Video Module 7: Recognizing Objects Flashcards
template theory
a theory which suggests that we could recognize objects by comparing current input to stored images of every object and individual we’ve seen
issues:
- How is it that we’re able to store a practically infinitesimal amount of templates in our memory?
- How is it that we can recognize objects under varying lighting, shadow, and perspectives?
feature net
a proposed model for how we detect shapes and objects that relies on a hierarchical model of layers of detectors
- we can imagine that different detectors for different features correspond to specific neurons
- detectors in lower layers integrate the information they receive and pass it on to higher layers of the feature net
- relies on the idea of a network of neurons
priming
the idea that the amount of stimuli needed to reach the recognition “threshold” for particular detectors can be lowered if those detectors have been exposed to excitatory stimuli recently or frequently
- a primed detector takes less stimulation than normal to produce a signal (action potential)
- it takes less input to detect common stimuli than rare stimuli
- it takes less input to detect stimuli that you’ve recently seen
- a key aspect of how feature nets function
bigram detectors
detectors which are sensitive to the frequency of two-letter sequences in printed language
- common letter sequences (e.g. CA, CH) are more primed than ones that are more rare (e.g. PN, TC)
- priming tells us the most likely image of what we see if we’re only exposed to partial information
How do feature nets help us resolve ambiguity?
Feature nets rely on both sensory input (bottom-up) and top-down influence from priming. For example, in a feature net, bigram detectors that are more primed are more likely to fire. In this sense, feature nets tell us the most likely image of what we see if we’re only exposed to partial information.
How might feature nets result in recognition errors?
Priming can sometimes cause us to make recognition errors because we may mistakenly guess incorrectly about what we saw due to having an expectation of what we’re most commonly or recently exposed to. Feature nets are efficient in that they can help us identify the most likely image, however they don’t always help us identify the correct image.
What is the word superiority effect and how can it be explained by priming?
The phenomenon that letters are more easily recognizable in the context of a word than in isolation.
The word superiority effect relies on the relative priming of bigram detectors.
- letters are most recognizable in the context of a real word, somewhat recognizable in a word-like sequence, and least recognizable in isolation or in a random, non word-like sequence.
What is recognition by components theory? How is it related to the idea of feature nets?
Recognition by components (RBC) uses a similar proposed model to that of feature nets. Just like letters have 2D features, objects have 3D features called geons. The most basic layer of RBC is geons.

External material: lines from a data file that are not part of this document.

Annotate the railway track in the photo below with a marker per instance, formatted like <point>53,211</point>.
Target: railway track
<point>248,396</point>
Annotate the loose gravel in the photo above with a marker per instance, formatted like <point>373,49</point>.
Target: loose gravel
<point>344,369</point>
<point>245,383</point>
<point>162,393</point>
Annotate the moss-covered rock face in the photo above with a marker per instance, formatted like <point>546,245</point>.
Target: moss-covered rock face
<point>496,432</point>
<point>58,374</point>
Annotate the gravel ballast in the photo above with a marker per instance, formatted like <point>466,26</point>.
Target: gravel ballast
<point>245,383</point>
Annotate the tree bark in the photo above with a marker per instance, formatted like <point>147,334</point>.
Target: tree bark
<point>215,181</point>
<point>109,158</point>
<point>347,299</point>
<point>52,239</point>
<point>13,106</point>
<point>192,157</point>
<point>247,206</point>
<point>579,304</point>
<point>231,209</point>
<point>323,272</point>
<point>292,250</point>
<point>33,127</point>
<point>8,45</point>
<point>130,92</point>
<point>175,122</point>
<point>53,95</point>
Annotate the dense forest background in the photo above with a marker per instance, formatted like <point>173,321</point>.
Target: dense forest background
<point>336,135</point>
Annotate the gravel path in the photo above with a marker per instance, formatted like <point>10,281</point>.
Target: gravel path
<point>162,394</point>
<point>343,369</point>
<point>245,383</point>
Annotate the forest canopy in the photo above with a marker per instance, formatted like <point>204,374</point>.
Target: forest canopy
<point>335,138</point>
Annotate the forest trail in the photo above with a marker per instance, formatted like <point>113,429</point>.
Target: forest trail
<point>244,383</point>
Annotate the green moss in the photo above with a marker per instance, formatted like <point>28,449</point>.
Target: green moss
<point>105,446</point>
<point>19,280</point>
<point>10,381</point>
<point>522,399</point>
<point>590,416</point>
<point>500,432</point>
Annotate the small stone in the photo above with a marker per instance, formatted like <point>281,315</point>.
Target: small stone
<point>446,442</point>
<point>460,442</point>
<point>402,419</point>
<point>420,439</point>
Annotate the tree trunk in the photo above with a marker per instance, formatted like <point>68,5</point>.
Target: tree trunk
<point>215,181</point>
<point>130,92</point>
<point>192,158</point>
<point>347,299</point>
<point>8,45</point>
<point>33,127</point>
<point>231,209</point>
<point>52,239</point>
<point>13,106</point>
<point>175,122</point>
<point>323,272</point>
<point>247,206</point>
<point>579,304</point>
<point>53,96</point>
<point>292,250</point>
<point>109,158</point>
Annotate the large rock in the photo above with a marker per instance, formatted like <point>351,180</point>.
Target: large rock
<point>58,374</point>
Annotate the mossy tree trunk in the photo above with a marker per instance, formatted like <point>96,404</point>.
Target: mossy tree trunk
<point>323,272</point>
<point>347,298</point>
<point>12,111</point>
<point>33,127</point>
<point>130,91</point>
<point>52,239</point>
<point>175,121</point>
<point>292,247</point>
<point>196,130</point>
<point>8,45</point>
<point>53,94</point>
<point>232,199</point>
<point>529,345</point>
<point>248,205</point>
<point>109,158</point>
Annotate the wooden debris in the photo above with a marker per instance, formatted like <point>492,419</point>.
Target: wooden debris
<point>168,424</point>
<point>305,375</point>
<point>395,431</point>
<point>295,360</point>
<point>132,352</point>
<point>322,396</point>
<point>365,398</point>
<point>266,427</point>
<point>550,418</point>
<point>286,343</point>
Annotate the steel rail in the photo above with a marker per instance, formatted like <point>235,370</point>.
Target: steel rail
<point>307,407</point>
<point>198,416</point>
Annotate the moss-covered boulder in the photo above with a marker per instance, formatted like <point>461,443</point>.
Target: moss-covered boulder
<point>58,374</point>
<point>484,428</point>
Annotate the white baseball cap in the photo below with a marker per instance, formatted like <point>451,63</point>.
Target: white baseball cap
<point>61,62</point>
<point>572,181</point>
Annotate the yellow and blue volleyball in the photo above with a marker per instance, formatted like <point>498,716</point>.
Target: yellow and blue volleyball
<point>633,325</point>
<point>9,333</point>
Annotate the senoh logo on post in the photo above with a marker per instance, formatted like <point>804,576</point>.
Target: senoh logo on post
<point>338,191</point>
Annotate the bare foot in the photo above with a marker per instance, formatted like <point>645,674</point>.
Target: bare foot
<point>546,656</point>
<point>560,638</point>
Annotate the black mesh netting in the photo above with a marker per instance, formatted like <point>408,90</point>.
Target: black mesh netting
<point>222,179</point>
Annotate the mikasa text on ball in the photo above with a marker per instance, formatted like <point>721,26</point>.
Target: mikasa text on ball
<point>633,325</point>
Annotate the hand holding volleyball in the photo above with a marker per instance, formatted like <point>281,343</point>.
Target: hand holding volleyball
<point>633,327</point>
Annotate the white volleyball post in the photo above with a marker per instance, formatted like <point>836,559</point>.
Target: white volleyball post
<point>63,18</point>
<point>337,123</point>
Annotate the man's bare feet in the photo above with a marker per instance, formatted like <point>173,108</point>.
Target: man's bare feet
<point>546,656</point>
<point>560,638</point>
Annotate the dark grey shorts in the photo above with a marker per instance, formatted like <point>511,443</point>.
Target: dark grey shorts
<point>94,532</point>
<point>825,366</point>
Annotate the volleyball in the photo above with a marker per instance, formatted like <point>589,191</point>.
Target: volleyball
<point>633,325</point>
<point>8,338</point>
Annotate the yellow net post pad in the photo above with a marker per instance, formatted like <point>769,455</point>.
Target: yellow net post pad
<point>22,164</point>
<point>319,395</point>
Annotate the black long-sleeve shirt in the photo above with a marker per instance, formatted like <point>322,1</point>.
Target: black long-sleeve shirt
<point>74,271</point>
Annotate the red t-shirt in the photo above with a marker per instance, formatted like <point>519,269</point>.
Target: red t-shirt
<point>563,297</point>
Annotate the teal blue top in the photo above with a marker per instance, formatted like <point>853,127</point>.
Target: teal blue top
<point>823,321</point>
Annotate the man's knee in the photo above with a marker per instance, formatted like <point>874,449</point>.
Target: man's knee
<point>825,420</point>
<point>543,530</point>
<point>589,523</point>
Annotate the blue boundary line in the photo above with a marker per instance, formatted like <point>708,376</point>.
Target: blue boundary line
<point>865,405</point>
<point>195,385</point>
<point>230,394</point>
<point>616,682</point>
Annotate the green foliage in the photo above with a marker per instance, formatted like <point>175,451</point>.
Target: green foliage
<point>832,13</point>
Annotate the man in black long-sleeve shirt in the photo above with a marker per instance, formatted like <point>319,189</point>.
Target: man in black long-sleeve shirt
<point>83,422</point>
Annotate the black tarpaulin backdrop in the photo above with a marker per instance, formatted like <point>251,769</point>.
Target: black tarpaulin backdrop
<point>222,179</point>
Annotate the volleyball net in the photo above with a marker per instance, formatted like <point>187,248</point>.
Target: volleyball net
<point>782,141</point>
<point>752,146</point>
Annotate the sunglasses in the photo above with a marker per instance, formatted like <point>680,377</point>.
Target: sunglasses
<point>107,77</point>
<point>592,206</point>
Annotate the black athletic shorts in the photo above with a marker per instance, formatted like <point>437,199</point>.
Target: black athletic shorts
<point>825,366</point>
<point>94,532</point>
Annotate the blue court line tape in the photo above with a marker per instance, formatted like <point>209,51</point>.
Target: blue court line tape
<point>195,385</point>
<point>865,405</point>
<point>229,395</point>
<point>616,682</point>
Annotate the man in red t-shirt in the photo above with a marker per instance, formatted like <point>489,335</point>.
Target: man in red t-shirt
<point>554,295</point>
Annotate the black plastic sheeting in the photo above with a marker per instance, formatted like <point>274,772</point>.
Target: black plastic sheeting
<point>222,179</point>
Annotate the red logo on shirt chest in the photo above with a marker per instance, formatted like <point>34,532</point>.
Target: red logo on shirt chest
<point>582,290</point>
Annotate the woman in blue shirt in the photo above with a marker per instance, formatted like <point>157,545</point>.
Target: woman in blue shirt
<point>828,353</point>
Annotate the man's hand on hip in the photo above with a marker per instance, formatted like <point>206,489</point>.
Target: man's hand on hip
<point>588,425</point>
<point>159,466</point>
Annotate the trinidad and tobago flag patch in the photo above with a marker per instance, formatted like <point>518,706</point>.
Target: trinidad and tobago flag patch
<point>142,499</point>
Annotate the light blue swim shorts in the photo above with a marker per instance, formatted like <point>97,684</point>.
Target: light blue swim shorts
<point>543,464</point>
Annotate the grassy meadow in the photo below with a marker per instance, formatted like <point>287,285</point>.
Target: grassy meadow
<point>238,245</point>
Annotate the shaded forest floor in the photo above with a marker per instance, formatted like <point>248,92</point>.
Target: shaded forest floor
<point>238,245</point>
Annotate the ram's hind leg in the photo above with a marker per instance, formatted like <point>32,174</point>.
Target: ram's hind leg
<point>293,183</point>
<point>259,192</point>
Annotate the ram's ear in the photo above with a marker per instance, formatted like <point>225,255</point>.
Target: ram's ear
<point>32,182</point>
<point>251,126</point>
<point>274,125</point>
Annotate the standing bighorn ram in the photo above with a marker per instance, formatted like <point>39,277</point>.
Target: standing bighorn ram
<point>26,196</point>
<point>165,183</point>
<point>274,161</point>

- RBC is viewpoint independent, meaning that it proposes that our perspective of an object doesn’t matter, so long as we can recognize its geons
- It is more difficult to identify an object if its geons are obscured
What is viewpoint dependent recognition? How does it contrast with RBC?
viewpoint dependent recognition is the idea that object recognition is reliant on the angle at which we see objects, not just whether we can see its geons. RBC maintains that object recognition is not viewpoint dependent.
- Study results reveal that we are faster to recognize objects when they are at particular angles/viewpoints.
- Viewpoint dependent recognition is the most significant challenge to geon theory (RBC)
How do faces differ from other objects in terms of our ability to recognize them?
For faces, we are more sensitive to changes in configuration than changes in features. For objects, we are more sensitive to changes in features. Face recognition is also affected by orientation: it is more difficult to notice changes in faces when they are upside down (face inversion effect).
Lastly, face processing is based on the whole face rather than individual features—it is hard to identify a face by features alone when in the context of a coherent face (composite face effect).